From the Department of Plastic, Reconstructive and Hand Surgery, Erasmus Medical Center; the Department of Orthopedic Surgery, Division of Hand Surgery, Mayo Clinic; and Xpert Clinic, Hand and Wrist Surgery.
Plast Reconstr Surg. 2019 Jul;144(1):155-166. doi: 10.1097/PRS.0000000000005720.
Elbow flexion after upper brachial plexus injury may be restored by a nerve transfer from the ulnar nerve to the biceps motor branch with an optional nerve transfer from the median nerve to the brachialis motor branch (single and double fascicular nerve transfer). This meta-analysis assesses the effectiveness of both techniques and the added value of additional reinnervation of the brachialis muscle.
Comprehensive searches were performed identifying studies concerning restoration of elbow flexion through single and double fascicular nerve transfers. Only C5 to C6 lesion patients were included in quantitative analysis to prevent confounding by indication. Primary outcome was the proportion of patients reaching British Medical Research Council elbow flexion grade 3 or greater. Meta-analysis was performed with random effects models.

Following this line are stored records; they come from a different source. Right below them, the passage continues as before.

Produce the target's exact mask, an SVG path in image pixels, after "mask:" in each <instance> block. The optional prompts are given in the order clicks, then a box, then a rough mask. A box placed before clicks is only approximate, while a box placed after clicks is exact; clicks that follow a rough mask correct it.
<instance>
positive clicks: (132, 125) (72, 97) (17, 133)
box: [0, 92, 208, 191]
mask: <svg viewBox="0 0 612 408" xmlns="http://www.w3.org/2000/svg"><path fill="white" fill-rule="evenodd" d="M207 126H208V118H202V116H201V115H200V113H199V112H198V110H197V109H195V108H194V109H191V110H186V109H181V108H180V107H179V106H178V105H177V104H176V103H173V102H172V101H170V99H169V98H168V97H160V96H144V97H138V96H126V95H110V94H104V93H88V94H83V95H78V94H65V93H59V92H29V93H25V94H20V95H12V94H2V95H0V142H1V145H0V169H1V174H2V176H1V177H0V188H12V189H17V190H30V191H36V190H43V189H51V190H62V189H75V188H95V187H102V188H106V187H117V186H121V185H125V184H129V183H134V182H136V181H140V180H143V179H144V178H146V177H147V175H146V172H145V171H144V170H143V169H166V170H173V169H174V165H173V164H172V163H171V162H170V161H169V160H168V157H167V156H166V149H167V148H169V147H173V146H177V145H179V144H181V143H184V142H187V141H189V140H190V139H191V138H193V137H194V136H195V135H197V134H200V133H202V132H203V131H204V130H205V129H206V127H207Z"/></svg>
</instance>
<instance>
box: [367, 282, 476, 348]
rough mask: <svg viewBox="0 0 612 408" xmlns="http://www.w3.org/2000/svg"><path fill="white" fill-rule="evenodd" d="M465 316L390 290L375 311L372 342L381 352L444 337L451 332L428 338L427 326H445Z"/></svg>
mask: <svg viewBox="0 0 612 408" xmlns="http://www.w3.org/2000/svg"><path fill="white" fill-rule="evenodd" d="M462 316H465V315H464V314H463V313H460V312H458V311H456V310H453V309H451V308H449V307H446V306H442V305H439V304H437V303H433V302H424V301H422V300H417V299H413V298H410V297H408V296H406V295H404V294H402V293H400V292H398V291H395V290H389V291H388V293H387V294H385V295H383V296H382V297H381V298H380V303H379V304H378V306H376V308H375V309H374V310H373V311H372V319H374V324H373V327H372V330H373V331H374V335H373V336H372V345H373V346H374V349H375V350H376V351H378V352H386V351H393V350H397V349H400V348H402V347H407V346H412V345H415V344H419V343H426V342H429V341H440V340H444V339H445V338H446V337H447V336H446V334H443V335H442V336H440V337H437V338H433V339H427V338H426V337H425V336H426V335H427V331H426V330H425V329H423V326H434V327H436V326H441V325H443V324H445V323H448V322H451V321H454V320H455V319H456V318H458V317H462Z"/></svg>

Thirty-five studies were included (n = 688). In quantitative analysis, 29 studies were included (n = 341). After single fascicular nerve transfer, 190 of 207 patients reached Medical Research Council grade 3 or higher (random effects model, 95.6 percent; 95 percent CI, 92.9 to 98.2 percent); and after double fascicular nerve transfer, 128 of 134 patients reached grade 3 or higher (random effects model, 97.5 percent; 95 percent CI, 95.0 to 100 percent; p = 0.301). Significantly more double nerve transfer patients reached grade 4 or greater if preoperative delay was 6 months or less (84 of 101 versus 49 of 51; p = 0.035).
Additional reinnervation of the brachialis muscle did not result in significantly more patients reaching Medical Research Council grade 3 or higher for elbow flexion. Double fascicular nerve transfer may result in more patients reaching grade 4 or higher in patients with a preoperative delay less than 6 months. The median nerve may be preserved or used for another nerve transfer without substantially impairing elbow flexion restoration.
通过尺神经至二头肌运动支的神经转移,联合正中神经至肱肌运动支的可选神经转移,可以恢复上肢臂丛神经损伤后的肘部屈曲。本荟萃分析评估了这两种技术的有效性,以及肱肌的附加神经再支配的附加价值。
全面检索了恢复肘部屈曲的单神经束和双神经束神经转移的相关研究。仅纳入 C5 至 C6 病变患者进行定量分析,以防止混杂因素。主要结局是达到英国医学研究理事会肘部屈曲 3 级或以上的患者比例。采用随机效应模型进行荟萃分析。
共纳入 35 项研究(n=688)。定量分析纳入 29 项研究(n=341)。单神经束神经转移后,207 例患者中有 190 例达到英国医学研究理事会 3 级或以上(随机效应模型,95.6%;95%置信区间,92.9%至 98.2%);双神经束神经转移后,134 例患者中有 128 例达到 3 级或以上(随机效应模型,97.5%;95%置信区间,95.0%至 100%;p=0.301)。如果术前延迟时间为 6 个月或更短,则双神经束转移患者达到 4 级或以上的比例显著更高(84 例中有 101 例,而 49 例中有 51 例;p=0.035)。
肱肌的附加神经再支配并没有显著增加达到英国医学研究理事会肘部屈曲 3 级或以上的患者比例。对于术前延迟时间小于 6 个月的患者,双神经束神经转移可能会使更多患者达到 4 级或以上。在不明显影响肘部屈曲恢复的情况下,可以保留或使用正中神经进行另一神经转移。